Por enquanto, o potencial econômico do gás sergipano não passa de promessa. De todo modo, sem outra carta na manga, o governador Belivaldo Chagas aposta todas as fichas no oco da terra. Além de distribuir o GNL para todo o nordeste, há também a pretensão de atrair as montadoras do veículo para o território sergipano.

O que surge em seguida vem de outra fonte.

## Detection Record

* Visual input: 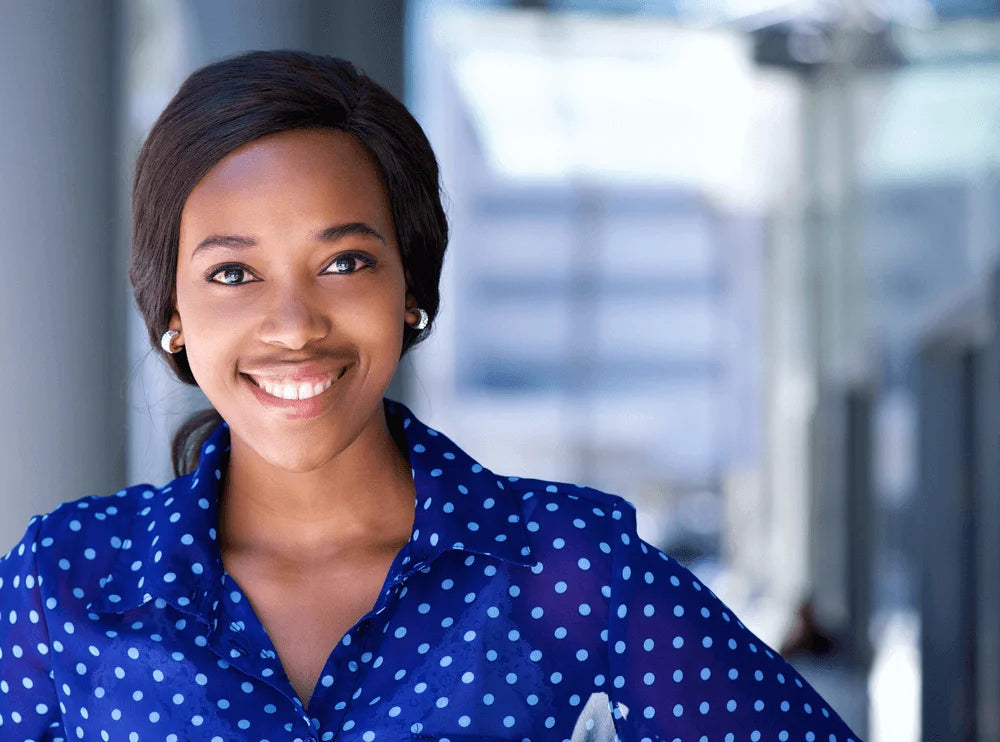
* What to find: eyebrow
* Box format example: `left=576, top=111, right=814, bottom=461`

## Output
left=191, top=222, right=388, bottom=259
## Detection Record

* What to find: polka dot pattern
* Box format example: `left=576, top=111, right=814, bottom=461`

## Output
left=0, top=402, right=858, bottom=742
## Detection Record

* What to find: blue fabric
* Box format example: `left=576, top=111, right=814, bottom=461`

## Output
left=0, top=402, right=858, bottom=742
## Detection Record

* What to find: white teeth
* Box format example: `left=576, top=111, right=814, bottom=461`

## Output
left=254, top=378, right=333, bottom=399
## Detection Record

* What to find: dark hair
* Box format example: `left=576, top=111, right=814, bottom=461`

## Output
left=129, top=51, right=448, bottom=475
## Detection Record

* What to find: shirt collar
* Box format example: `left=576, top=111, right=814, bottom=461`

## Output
left=88, top=400, right=535, bottom=623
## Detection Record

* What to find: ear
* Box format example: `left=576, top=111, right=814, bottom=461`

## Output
left=167, top=286, right=184, bottom=344
left=403, top=271, right=420, bottom=325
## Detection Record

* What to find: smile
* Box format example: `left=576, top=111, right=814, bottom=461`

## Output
left=250, top=376, right=334, bottom=399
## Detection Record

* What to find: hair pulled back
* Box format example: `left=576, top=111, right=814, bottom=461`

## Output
left=129, top=51, right=448, bottom=475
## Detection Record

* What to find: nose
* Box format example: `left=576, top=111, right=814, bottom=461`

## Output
left=258, top=284, right=330, bottom=350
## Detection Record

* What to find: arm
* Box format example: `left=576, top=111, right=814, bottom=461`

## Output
left=0, top=518, right=63, bottom=742
left=608, top=503, right=860, bottom=742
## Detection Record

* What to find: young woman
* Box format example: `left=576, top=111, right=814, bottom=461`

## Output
left=0, top=52, right=857, bottom=742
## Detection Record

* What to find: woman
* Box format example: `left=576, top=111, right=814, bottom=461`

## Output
left=0, top=52, right=857, bottom=742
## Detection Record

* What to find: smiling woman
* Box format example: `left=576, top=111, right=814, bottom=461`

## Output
left=0, top=52, right=857, bottom=742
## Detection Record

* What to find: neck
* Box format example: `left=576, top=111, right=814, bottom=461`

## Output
left=219, top=410, right=416, bottom=562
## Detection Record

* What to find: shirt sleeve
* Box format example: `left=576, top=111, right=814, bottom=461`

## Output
left=0, top=518, right=63, bottom=742
left=608, top=501, right=860, bottom=742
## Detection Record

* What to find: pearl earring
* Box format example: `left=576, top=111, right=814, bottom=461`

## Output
left=160, top=330, right=181, bottom=355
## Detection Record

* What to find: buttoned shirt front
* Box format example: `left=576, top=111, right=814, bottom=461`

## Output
left=0, top=402, right=858, bottom=742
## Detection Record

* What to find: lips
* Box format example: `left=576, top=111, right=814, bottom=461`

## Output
left=247, top=374, right=334, bottom=399
left=241, top=364, right=348, bottom=402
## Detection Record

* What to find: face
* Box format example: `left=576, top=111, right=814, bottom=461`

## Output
left=170, top=129, right=417, bottom=472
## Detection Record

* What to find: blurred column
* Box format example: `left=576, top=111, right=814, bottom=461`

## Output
left=121, top=0, right=405, bottom=483
left=0, top=0, right=124, bottom=553
left=756, top=21, right=871, bottom=661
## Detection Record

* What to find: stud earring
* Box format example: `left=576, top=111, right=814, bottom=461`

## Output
left=160, top=330, right=181, bottom=355
left=413, top=307, right=431, bottom=332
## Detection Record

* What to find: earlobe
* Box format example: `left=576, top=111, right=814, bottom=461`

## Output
left=406, top=307, right=430, bottom=331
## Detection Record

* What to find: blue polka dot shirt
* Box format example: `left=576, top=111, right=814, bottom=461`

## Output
left=0, top=402, right=858, bottom=742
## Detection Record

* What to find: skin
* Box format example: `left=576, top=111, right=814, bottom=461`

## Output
left=170, top=129, right=426, bottom=704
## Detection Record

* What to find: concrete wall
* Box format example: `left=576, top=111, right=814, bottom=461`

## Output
left=0, top=0, right=125, bottom=552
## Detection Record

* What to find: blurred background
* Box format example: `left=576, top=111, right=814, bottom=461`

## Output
left=0, top=0, right=1000, bottom=742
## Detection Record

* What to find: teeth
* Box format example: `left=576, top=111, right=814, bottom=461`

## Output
left=254, top=377, right=333, bottom=399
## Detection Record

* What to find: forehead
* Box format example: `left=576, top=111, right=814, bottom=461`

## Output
left=180, top=129, right=393, bottom=249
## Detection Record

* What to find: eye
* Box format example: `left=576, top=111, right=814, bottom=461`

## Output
left=324, top=252, right=375, bottom=275
left=206, top=265, right=256, bottom=286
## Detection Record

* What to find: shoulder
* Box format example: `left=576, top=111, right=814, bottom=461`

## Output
left=501, top=477, right=639, bottom=573
left=6, top=484, right=186, bottom=587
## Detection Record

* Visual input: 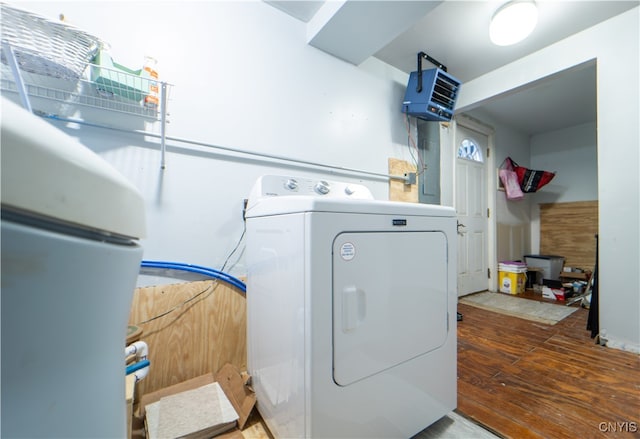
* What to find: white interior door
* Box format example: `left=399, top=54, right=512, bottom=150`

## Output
left=454, top=124, right=489, bottom=296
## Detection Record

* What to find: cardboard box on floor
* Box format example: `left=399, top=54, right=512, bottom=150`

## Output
left=137, top=363, right=256, bottom=439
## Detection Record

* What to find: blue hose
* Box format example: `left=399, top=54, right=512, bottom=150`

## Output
left=140, top=261, right=247, bottom=293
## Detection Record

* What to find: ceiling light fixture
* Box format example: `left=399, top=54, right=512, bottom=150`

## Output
left=489, top=0, right=538, bottom=46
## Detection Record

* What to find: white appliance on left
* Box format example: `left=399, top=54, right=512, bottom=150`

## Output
left=0, top=99, right=146, bottom=438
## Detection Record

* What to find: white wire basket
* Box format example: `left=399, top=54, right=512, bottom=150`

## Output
left=0, top=4, right=169, bottom=119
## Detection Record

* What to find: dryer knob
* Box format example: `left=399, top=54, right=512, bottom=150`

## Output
left=284, top=178, right=298, bottom=191
left=314, top=180, right=331, bottom=195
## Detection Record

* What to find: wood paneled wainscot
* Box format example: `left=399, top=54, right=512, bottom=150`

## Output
left=540, top=201, right=598, bottom=270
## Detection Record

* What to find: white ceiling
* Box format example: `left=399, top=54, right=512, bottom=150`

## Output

O investimento na diversificação da matriz energética local deve começar a dar frutos já a partir do início de 2020. Em março, a Usina Termelétrica Porto de Sergipe começa a operar a todo vapor. A partir de então, o gás excedente não utilizado deve ser distribuído pelo interior do estado, o primeiro passo antes de ganhar o nordeste inteiro.
"Sergipe se tornará a estrela do gás no Brasil". As palavras de Belivaldo Chagas foram proferidas em meados de junho, quando a Petrobras anunciou a descoberta das mencionadas reservas. Pelo visto, a julgar pelos planos detalhados agora, com a colaboração entusiasmada de diversos empresários, a ambição declarada do governador de Sergipe não arrefeceu. Antes, ganhou contornos de estratégia.